Madame la sénatrice, je vous remercie de ces questions, qui sont d’importance pour la formation des futurs praticiens de santé.
Vous avez attiré mon attention sur l’ouverture à Toulon, en novembre 2012, puis à Béziers, en septembre 2013, d’une antenne de l’université portugaise privée « Fernando Pessoa », consacrée principalement aux études de santé.
Dès cette annonce, j’ai immédiatement et systématiquement réagi en demandant aux rectrices des académies de Nice et de Montpellier de déposer, au nom du ministère de l’éducation nationale, de l’enseignement supérieur et de la recherche, une plainte auprès du procureur de la République pour usage abusif du terme « université » et non-respect des règles du régime de déclaration préalable nécessaire pour l’ouverture de ce type d’établissement, notamment s’agissant du défaut de dépôt d’informations documentées auprès des rectorats permettant de présenter réellement l’offre de formation ainsi que les conditions d’accueil des étudiants. Je pense ici au paiement de droits d’inscription exorbitants, mais aussi à l’obligation pour les étudiants de poursuivre leurs études au Portugal, alors même que ces derniers, à qui on avait caché cet aspect des choses, pensaient effectuer la totalité de leur cursus en France.
Cependant, l’ouverture de l’établissement de formation privé intitulé initialement « centre universitaire Fernando Pessoa », puis, à la suite de mon intervention pour que le mot « universitaire » disparaisse, « centre libre d’enseignement supérieur international », à La Garde, près de Toulon, puis à Béziers, a mis en évidence la faiblesse de la procédure proposée pour l’accréditation de ce type d’établissements.

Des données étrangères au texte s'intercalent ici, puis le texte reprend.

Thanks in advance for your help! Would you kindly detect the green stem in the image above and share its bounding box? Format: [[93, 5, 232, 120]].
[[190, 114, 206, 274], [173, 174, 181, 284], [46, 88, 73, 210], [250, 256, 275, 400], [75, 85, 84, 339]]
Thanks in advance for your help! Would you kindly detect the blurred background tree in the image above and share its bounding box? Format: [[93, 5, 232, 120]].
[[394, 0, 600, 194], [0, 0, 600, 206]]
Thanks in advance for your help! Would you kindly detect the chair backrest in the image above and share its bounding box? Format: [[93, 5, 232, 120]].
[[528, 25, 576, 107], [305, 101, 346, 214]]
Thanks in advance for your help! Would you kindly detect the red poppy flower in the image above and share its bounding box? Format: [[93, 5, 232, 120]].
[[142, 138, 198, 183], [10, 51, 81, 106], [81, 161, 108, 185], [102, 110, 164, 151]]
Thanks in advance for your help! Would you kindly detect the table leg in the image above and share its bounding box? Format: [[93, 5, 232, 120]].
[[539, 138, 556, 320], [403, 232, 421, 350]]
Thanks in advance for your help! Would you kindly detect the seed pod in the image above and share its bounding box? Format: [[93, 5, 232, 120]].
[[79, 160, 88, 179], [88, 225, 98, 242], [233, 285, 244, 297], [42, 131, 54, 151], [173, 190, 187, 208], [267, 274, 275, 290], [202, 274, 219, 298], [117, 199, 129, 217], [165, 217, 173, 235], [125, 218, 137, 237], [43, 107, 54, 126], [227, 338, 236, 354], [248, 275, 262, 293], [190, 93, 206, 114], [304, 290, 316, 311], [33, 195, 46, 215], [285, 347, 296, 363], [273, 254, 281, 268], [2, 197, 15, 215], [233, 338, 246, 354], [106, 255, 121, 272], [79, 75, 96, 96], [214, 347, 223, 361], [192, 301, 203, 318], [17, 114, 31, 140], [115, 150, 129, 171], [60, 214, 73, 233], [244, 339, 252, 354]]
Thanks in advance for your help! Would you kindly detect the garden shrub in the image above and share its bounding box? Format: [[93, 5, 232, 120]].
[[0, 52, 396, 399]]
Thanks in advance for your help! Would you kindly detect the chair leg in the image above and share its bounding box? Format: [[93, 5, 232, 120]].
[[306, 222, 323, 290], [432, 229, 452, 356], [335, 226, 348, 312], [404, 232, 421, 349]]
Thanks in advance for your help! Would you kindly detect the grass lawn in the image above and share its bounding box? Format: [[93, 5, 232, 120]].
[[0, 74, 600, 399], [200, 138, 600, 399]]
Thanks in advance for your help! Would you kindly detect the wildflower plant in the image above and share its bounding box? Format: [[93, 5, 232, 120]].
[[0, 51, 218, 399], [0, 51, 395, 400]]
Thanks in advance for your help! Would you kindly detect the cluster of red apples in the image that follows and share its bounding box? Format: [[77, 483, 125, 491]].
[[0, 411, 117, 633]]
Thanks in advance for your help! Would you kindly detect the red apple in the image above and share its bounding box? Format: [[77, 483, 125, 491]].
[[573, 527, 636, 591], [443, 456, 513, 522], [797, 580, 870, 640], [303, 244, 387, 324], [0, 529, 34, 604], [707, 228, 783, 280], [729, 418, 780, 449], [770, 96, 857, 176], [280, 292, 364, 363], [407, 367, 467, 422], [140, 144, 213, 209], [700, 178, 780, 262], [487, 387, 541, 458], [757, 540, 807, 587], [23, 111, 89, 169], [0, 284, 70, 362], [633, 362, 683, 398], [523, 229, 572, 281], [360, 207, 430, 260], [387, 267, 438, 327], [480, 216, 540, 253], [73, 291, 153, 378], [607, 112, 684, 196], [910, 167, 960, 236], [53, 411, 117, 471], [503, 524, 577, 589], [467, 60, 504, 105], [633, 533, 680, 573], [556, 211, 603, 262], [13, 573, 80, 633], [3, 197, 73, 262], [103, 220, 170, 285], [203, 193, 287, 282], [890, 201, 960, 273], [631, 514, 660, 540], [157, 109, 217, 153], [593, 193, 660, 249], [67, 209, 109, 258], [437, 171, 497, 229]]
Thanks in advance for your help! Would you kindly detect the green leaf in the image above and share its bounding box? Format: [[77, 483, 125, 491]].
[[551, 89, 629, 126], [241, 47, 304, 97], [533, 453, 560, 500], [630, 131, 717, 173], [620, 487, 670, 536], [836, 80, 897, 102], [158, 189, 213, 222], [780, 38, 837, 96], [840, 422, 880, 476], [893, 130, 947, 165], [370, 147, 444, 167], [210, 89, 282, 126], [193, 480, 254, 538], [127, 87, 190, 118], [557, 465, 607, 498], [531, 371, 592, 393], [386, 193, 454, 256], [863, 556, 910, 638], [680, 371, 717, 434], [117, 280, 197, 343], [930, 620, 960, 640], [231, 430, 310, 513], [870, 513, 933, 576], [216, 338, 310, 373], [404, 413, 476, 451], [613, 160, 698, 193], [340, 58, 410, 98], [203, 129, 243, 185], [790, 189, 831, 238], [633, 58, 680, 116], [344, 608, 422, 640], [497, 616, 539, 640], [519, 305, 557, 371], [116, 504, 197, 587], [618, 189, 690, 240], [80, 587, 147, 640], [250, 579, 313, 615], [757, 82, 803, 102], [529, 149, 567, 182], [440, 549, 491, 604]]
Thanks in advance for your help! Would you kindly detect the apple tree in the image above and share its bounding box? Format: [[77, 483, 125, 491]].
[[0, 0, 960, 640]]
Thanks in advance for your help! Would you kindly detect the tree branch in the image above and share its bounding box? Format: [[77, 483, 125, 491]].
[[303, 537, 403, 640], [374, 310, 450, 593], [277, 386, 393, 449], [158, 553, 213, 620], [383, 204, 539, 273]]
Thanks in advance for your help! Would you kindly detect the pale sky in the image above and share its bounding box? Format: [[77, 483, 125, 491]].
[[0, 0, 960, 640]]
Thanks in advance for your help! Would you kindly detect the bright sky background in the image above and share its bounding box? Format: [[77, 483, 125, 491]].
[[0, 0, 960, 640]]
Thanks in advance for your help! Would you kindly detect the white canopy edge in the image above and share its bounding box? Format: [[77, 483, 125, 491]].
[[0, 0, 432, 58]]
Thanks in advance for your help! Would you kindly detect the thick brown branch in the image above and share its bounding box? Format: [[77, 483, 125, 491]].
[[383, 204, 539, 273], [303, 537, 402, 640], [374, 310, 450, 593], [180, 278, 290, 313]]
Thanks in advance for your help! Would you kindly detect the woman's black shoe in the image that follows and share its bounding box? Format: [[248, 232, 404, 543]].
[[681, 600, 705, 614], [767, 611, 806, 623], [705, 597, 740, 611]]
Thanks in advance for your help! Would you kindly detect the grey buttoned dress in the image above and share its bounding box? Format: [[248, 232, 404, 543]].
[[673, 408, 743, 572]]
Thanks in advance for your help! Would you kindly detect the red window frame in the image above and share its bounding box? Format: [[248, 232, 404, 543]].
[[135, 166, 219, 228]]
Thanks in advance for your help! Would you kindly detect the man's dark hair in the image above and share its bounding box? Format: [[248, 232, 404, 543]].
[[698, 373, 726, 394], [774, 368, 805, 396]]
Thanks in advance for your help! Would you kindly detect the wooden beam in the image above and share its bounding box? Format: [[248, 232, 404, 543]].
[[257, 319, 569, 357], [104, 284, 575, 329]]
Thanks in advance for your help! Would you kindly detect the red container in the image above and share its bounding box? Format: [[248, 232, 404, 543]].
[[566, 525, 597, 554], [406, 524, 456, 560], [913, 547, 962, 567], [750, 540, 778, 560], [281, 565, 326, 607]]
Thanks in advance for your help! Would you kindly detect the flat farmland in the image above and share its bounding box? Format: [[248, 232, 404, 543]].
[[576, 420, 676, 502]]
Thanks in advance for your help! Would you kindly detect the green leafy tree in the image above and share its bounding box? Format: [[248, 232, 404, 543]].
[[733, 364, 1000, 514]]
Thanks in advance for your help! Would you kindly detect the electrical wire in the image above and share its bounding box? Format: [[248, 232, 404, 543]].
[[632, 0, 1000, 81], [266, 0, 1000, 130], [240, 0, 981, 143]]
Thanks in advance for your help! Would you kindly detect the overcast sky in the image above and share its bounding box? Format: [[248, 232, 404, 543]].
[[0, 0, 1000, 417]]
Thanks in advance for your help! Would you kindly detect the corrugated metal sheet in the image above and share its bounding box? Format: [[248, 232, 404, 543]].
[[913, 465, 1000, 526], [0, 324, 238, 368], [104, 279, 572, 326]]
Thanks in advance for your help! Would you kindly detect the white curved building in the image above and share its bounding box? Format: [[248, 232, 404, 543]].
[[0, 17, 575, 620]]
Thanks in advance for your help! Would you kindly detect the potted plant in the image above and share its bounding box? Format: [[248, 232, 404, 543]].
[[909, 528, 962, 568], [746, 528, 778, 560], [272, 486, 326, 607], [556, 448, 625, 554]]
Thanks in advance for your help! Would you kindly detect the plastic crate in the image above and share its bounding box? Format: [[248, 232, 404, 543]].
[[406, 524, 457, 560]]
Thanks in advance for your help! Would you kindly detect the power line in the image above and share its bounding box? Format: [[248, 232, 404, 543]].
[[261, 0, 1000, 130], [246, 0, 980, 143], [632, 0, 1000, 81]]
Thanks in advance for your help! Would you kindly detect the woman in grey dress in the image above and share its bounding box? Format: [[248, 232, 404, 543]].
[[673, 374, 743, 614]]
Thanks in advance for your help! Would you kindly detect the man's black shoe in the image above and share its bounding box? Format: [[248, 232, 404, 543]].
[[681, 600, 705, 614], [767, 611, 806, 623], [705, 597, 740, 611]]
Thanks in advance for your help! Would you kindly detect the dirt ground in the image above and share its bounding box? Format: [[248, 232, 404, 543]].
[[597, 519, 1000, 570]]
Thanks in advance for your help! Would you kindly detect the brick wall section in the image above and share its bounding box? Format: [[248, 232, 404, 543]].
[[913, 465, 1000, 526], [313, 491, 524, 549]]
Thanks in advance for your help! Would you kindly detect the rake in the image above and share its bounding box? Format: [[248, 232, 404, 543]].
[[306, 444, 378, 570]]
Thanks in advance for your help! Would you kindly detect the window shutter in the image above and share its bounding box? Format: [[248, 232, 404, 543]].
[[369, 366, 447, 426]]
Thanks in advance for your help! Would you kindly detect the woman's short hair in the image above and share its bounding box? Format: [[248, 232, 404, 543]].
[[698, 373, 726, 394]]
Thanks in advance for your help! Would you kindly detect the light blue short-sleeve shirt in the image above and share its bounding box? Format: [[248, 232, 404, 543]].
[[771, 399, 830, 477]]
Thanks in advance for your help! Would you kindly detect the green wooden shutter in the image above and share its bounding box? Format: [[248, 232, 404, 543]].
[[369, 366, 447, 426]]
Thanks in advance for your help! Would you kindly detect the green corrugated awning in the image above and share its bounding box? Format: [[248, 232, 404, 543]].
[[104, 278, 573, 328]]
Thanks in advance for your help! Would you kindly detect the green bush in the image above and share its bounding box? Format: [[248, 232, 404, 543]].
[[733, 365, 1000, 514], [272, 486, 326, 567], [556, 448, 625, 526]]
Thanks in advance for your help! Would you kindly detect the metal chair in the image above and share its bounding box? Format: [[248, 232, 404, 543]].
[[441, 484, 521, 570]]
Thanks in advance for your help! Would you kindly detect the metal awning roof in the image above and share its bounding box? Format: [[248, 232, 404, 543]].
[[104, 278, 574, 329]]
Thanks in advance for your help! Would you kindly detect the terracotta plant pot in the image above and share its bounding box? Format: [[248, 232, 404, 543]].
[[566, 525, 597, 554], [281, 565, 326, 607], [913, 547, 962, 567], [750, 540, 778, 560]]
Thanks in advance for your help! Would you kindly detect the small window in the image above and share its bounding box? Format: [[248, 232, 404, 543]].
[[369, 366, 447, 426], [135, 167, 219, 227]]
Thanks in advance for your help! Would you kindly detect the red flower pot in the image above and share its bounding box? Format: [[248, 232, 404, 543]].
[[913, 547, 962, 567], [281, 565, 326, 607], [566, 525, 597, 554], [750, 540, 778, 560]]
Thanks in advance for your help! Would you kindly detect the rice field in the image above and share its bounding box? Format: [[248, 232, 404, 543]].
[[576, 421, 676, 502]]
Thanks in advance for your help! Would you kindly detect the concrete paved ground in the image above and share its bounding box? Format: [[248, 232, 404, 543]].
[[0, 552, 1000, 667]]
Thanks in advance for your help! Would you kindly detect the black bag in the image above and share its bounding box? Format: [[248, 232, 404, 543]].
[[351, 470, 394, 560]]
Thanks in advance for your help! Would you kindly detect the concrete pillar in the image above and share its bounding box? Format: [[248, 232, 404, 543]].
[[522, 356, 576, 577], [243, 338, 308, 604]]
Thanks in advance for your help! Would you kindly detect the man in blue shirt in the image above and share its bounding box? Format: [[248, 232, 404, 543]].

Il convenait donc de modifier la législation.
C’est pourquoi la loi relative à l’enseignement supérieur et à la recherche du 22 juillet 2013 a modifié les conditions d’ouverture et d’accréditation des établissements de ce type.
L’article L. 731-6-1 du code de l’éducation prévoit désormais que les établissements privés de ce type signent une convention avec un établissement de santé, ainsi qu’une convention avec une université comprenant une composante dispensant un enseignement de médecine, de pharmacie, d’odontologie ou de maïeutique.
Cet article prévoit aussi la communication d’un dossier démontrant que l’établissement de formation satisfait aux modalités pédagogiques exigées par arrêté conjoint des ministres chargés de l’enseignement supérieur et de la santé, avec des modalités d’agrément précisées non par décret mais par arrêté conjoint.
Cet arrêté a été approuvé par les instances consultatives des deux ministères ; il sera publié dans le courant de cette semaine. Voilà qui répond à une partie de vos questions.
Les établissements qui délivrent aujourd’hui les formations entrant dans le champ de l’arrêté auront six mois pour se mettre en conformité avec les exigences réglementaires. Si les établissements ne se sont pas mis en conformité à l’issue de cette période de six mois, il reviendra au rectorat de l’académie dans laquelle se situe l’établissement d’engager, au nom du ministère de l’éducation nationale, de l’enseignement supérieur et de la recherche, les poursuites auprès du tribunal afin de fermer l’établissement – cette possibilité ne nous était pas ouverte auparavant.
Comme vous le savez, le centre libre d’enseignement supérieur international a, de surcroît, adressé en mai 2014 à ses étudiants un courrier dans lequel il annonce que la convention qui le liait à l’université portugaise venait d’être dénoncée par l’établissement portugais d’accréditation, pour des raisons administratives.
Les étudiants inscrits dans cet établissement pourront présenter une demande d’inscription au sein des universités françaises. Il relève cependant de la compétence des universités d’accueil de valider ou non, en tout ou partie, les crédits de formation délivrés par un établissement de formation privé.
Je suivrai l’évolution de ces demandes avec la plus grande attention, afin que les étudiants ne soient pas victimes d’une situation qu’ils n’ont pas pu contrôler.
Au-delà, ce dossier pose le problème, plus complexe, du contournement du numerus clausus et de la démographie médicale – je pense notamment à la pénurie de médecins généralistes, qui seront de plus en plus le pivot de notre politique de santé publique dans les années à venir.
Pour prévenir ces difficultés, j’ai mis en place des expérimentations dans sept universités pour diversifier l’accès aux professions de santé, hors PACES – première année commune aux études de santé – et nous travaillons, Marisol Touraine et moi-même, sur le projet d’une licence pluriprofessionnelle en santé. Par ailleurs, nous proposerons, dans le cadre du projet de loi sur la stratégie nationale de santé, de mettre en place des assises nationales sur ce thème avant la fin de l’année.
Encore une fois, l’allongement du temps de la vie et la médecine ambulatoire exigeront, pour les infirmiers et les médecins, des évolutions professionnelles que nous devons anticiper.